Chuck nodded and wiped the sweat from his forehead with his sleeve. He squatted beside the open sewer mouth, stuck one leg into the dark well, then the other, and finally began his descent. The descent that had to be the final episode in the war that began just two months earlier. The incursion that would decide the results of the conflict, one way or the other. The assault on Capitol Hill, with the hundreds of lives that would be lost before the sun came up, was nothing more than a distraction tactic to allow that small commando group to infiltrate the White House and find Doctor Angeli. The success of Chuck's mission would determine if that sacrifice was in vain.

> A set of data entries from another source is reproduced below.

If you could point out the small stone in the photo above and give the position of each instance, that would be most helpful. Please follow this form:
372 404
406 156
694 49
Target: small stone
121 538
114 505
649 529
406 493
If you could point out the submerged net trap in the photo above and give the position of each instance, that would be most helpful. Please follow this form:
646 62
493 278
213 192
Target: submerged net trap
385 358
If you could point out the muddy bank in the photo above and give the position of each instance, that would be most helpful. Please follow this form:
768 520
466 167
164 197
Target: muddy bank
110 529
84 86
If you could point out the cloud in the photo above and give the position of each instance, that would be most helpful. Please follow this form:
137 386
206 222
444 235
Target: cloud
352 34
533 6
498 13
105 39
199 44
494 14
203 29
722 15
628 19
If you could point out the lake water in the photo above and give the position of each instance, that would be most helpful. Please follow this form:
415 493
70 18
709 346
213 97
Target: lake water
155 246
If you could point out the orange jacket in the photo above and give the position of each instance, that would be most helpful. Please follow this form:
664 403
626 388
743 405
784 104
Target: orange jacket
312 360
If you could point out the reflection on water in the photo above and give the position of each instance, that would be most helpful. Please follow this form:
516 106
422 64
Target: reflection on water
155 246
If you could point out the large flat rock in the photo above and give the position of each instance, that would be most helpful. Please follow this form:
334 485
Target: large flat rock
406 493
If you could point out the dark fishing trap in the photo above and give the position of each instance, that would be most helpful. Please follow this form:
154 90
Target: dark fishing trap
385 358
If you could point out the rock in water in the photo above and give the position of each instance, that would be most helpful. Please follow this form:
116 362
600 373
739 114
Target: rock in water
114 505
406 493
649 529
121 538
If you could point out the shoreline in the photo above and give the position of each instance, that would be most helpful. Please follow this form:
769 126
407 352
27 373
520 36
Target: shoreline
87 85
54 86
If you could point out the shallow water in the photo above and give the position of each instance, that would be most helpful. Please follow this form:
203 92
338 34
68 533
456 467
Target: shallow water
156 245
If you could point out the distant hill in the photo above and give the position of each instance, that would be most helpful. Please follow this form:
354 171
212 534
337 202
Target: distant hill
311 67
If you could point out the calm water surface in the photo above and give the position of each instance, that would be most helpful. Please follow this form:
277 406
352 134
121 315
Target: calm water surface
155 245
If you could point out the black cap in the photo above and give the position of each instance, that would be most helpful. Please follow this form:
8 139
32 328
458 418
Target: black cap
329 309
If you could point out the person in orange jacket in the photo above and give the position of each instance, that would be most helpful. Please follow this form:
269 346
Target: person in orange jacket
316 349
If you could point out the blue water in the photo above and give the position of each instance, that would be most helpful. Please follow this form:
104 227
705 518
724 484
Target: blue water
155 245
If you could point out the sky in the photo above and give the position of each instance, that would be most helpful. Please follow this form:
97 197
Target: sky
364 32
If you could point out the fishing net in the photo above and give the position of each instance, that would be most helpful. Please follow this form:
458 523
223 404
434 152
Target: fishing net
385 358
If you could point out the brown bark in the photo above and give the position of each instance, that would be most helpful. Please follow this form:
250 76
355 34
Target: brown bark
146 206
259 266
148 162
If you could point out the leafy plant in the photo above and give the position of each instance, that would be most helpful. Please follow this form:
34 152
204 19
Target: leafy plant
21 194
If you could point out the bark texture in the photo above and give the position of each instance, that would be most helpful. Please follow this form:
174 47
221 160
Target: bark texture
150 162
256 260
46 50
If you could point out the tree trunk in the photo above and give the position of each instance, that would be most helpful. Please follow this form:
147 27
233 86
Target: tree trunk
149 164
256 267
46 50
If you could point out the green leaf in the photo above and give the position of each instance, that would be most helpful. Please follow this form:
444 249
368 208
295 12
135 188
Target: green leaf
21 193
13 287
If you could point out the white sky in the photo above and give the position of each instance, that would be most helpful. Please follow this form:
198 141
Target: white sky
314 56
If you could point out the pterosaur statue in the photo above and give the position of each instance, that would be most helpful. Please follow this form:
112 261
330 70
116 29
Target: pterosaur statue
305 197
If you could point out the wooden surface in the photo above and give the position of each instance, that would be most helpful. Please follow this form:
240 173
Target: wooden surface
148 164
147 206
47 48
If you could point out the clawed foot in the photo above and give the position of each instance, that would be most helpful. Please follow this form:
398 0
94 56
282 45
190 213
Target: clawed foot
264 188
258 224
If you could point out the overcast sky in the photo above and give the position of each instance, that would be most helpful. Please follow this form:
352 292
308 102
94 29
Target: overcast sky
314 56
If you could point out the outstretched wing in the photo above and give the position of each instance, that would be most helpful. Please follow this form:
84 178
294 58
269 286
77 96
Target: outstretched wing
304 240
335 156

Underground, in the main tunnel that, according to Chuck's map, connected the Hill's sewer system to the tunnel that led to the White House, Chuck moved forward in the middle of the group for what he calculated had to be four hundred yards. They all walked in silence along the elevated platforms that flanked the canal of wastewater. Paul and another young man in the local cell formed the scouting party, carrying flashlights taped to the barrels of their semiautomatic weapons. The beams of light swept the deserted tunnel as they advanced. There didn't seem to be any explosives or booby traps. If the Captors had foreseen an attack on the heart of their command center, their defense mechanisms were invisible to Chuck's group. For the moment.
Half an hour must have passed before Chuck found the tunnel fork. The walls and ceiling shook and resounded with each explosion on the surface, causing sand and rubble to rain down on the attack commando. Chuck pointed on his map to the steep uphill tunnel that split off to the right of the main tunnel.
“Here it is,” he said. “This tunnel has channeled the piss and shit of every president of our nation for two centuries.”
“Should I take off my hat?” Paul raised a hand to the bill of his cap jokily.
Stopped there at the entrance to the uphill tunnel, Chuck felt a knot in his stomach. There was no turning back. And yet, it was as if up until that moment he hadn't really considered the true magnitude and the very idea of what they had set out to do. Six people — five men and one woman — had set out to bring down an entire alien race who, by this point, had control over practically the entire planet Earth.
Paul must have sensed what was going through Chuck's head, because he put a hand on his shoulder and gave his collarbone a friendly pinch.
“We don't have much time,” said Paul. “Our people are dying up there.”
Chuck nodded and swallowed hard. They walked several hundred yards before the tunnel divided again. Now the commando members were splashing through a stream of cloudy water that flowed down with a babbling sound from somewhere high up on the hill. The sounds of the battle were constant and deafening.
After a moment, Chuck came up against Paul's back in the dark of the tunnel and realized that the scouting party had stopped. Paul and the other advance member of the commando were aiming their weapons upward. Pointing with their flashlights at the metal ladder that was the end of their underground expedition.
Chuck checked the map one more time and looked at his men. It was inevitable that he saw fear in their faces. None of the six had the least idea of what exactly they were going to find up there.